Note the use of the Python triple-quoted string for the contents
of the ``SConstruct`` file (and see the next section for an
alternative approach).
``test.write('hello.c', ...)``
This line creates an ``hello.c`` file in the temporary directory.
Note that we have to escape the newline in the
``"Hello, world!\\n"`` string so that it ends up as a single
backslash in the ``hello.c`` file on disk.
``test.run()``
This actually runs SCons. Like the object initialization, things
happen under the covers:
* The exit status is verified; the test exits with a failure if
the exit status is not zero.
* The error output is examined, and the test exits with a failure
if there is any.
``test.run(program='./hello', stdout="Hello, world!\n")``
This shows use of the ``TestSCons.run()`` method to execute a program
other than ``scons``, in this case the ``hello`` program we just
built. The ``stdout=`` keyword argument also tells the
``TestSCons.run()`` method to fail if the program output does not
match the expected string ``"Hello, world!\n"``. Like the previous
``test.run()`` line, it will also fail the test if the exit status is
non-zero, or there is any error output.
``test.pass_test()``
This is always the last line in a test script. If we get to
this line, it means we haven't bailed out on a failure or skip,
so the result was good. It prints ``PASSED``
on the screen and makes sure we exit with a ``0`` status to indicate
the test passed. As a side effect of destroying the ``test`` object,
the created temporary directory will be removed.
Working with Fixtures
=====================
In the simple example above, the files to set up the test are created
on the fly by the test program. We give a filename to the ``TestSCons.write()``
method, and a string holding its contents, and it gets written to the test
directory right before starting..
This simple technique can be seen throughout most of the end-to-end
tests as it was the original technique provided to test developers,
but it is no longer the preferred way to write a new test.

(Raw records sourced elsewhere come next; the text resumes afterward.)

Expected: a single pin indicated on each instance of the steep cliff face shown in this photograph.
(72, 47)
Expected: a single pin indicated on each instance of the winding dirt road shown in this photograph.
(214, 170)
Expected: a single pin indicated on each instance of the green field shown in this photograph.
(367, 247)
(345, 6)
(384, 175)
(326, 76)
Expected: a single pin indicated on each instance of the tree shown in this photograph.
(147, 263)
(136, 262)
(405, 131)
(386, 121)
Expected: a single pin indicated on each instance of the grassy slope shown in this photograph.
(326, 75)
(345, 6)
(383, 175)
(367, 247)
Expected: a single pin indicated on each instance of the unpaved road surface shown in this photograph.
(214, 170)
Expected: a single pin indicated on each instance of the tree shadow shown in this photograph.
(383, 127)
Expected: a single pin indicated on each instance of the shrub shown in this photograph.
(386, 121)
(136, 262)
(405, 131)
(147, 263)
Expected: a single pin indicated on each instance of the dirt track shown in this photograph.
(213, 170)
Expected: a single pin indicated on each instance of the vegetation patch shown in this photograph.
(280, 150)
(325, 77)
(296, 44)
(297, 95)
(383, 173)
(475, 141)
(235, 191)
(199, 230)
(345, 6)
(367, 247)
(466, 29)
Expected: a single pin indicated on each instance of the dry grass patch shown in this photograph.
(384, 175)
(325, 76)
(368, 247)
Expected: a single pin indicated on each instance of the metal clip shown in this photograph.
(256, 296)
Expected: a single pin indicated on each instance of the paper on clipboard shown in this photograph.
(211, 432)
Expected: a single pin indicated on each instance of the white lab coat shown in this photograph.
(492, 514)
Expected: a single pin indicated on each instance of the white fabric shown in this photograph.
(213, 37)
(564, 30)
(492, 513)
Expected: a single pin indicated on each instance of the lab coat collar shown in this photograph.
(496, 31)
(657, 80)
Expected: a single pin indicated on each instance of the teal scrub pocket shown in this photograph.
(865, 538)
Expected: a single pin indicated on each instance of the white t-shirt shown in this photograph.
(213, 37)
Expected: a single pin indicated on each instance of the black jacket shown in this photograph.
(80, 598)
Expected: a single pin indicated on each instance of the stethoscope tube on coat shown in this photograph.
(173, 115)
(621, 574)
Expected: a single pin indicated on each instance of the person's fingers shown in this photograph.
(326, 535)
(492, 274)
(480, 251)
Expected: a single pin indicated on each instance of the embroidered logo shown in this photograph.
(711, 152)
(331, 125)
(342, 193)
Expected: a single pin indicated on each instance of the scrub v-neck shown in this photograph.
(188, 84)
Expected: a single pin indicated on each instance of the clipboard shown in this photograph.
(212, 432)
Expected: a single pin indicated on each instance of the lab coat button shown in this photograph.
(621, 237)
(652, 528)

To develop this way, you first need to create the necessary files and
get them to work, then convert them to an embedded string form, which may
involve lots of extra escaping. These embedded files are then tricky
to maintain. As a test grows multiple steps, it becomes less easy to
read, since many if the embedded strings aren't quite the final files,
and the volume of test code obscures the flow of the testing steps.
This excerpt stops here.